Rohrbruch 19.07.2016
4. Sieben Millionen Menschen laufen täglich durch Deutschlands Fußgängerzonen ...
Doch wie ist es um ihre Sicherheit bestellt? Analog dazu: Restaurants, Bildungseinrichtungen, ... überall wo sich täglich sehr viele Menschen aufhalten. Totale Sicherheit ist eine Illusion und ihr imaginärer Preis in Form von Totalüberwachung zu hoch. Ich freue mich wenn ich ungehindert einfach in den nächsten Zug springen kann. Die Tortur an Flughäfen und die Pflicht über eine Stunde vor Abflug anwesend sein zu müssen kaum effektiv.
quark2@mailinator.com 19.07.2016
5.
Ich würde gern weiter anonym Bahn fahren, danke ! Es reicht völlig, daß schon die Autokennzeichen dauernd erfaßt werden.

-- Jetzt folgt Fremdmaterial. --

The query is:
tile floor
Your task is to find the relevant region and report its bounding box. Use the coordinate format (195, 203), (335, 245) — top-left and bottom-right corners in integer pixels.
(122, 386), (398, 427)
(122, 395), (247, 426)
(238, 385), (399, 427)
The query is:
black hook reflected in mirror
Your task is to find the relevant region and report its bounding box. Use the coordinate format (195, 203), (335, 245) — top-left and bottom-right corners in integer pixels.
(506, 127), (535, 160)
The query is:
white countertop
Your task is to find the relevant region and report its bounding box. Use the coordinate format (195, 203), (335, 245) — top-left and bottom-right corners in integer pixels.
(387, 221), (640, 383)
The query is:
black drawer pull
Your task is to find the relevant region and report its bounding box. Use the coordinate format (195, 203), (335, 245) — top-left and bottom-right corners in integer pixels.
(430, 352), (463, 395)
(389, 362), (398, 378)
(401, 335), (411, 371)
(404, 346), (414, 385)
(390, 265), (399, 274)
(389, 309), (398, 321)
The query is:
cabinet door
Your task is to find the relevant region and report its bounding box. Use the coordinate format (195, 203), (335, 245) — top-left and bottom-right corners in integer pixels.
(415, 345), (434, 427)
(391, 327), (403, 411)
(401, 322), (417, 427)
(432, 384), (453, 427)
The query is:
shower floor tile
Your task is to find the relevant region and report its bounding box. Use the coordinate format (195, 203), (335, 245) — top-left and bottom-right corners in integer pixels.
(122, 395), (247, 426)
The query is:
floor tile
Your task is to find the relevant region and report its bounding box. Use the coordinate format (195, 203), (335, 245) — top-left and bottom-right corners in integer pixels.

In vielen Ländern basiert darauf die Abrechnung der elektronischen Vignette, so daß jeder überallhin verfolgbar wird. Ich frage mich, wie das mit dem Datenschutz, der persönlichen Freiheit etc. zu vereinbaren ist. Auch wenn man Zug fährt, wird man verfolgbar, sobald man die Fahrkarte im Internet beschafft, elektronisch zahlt, Bahncard nutzt, etc. Aber zumindest theoretisch kann man sich die Fahrkarten noch mit Bargeld am Schalter kaufen. Dann ist man zwar auch auf 10 Kameras, aber zumindest noch ohne Namen. Ehrlich - wenn wir uns die Freiheit durch diese paar Idioten abkaufen lassen, was bleibt dann schützenswert ? Es sind nicht so viele Opfer, wenn man das mal mit anderen Dingen vergleicht. Und verhindert wird durch Überwachung gar nichts, nur verlagert.